Weisweiler konnte ebenso eine Vaterfigur für seine Spieler sein wie ein Despot. Talente nahm er unter seine Fittiche und entwickelte ihr Talent zur Höchstform. Stars wie Wolfgang Overath und Heinz Flohe in Köln, Günter Netzer in Mönchengladbach oder Johan Cruyff beim FC Barcelona konnten aber auch seine Härte zu spüren bekommen.

Zur Person

Hennes Weisweiler spielte zwischen 1928 und 1952 für den VfB Lechenich, den Kölner BC, Wacker München (während des Krieges) und den 1. FC Köln. Ab 1945 war er Trainer beim VfB Lechenich, 1. FC Köln, dem Rheydter SV, Viktoria Köln, Borussia Mönchengladbach, FC Barcelona, Cosmos New York und Grasshoppers Zürich.

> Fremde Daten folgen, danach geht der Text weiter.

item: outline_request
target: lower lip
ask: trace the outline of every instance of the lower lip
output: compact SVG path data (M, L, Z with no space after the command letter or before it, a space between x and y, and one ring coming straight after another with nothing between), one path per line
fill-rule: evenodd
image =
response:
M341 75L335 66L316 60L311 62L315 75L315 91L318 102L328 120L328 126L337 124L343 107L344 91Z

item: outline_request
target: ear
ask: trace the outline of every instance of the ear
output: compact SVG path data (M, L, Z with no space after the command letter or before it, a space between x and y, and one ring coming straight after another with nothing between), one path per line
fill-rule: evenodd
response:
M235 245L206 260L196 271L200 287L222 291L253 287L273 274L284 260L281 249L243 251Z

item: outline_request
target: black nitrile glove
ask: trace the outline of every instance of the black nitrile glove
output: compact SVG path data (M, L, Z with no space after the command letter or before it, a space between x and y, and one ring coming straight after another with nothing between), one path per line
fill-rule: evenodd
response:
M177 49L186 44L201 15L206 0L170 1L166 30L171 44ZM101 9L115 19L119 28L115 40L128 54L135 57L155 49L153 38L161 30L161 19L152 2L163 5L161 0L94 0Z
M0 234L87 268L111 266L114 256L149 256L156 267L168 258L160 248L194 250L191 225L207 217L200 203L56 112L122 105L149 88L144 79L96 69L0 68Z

Außerdem war er von Juli 1954 bis Juni 1955 Assistenz-Trainer der deutschen Nationalmannschaft. Weisweiler war dreimal verheiratet. Er war 61 Jahre alt, als ihm Gisela, seine dritte Ehefrau, an ihrem 38. Geburtstag 1981 Sohn John gebar. (JoS)

Neben seinen praktischen Fähigkeiten als Trainer, der zwischen 1970 und 1983 zehn nationale Meisterschaften und Pokalsiege in Deutschland, den USA und der Schweiz sowie den Uefa-Pokalsieg 1975 feierte, vermochte er theoretisches Wissen anschaulich zu vermitteln. 13 Trainerlehrgänge leitete er zwischen 1957 und 1970 als Dozent an der Deutschen Sporthochschule in Köln. Die Ausbildungsstätte in Hennef, die bald zur neuen DFB-Zentrale nach Frankfurt verlegt wird, ist nach ihm benannt.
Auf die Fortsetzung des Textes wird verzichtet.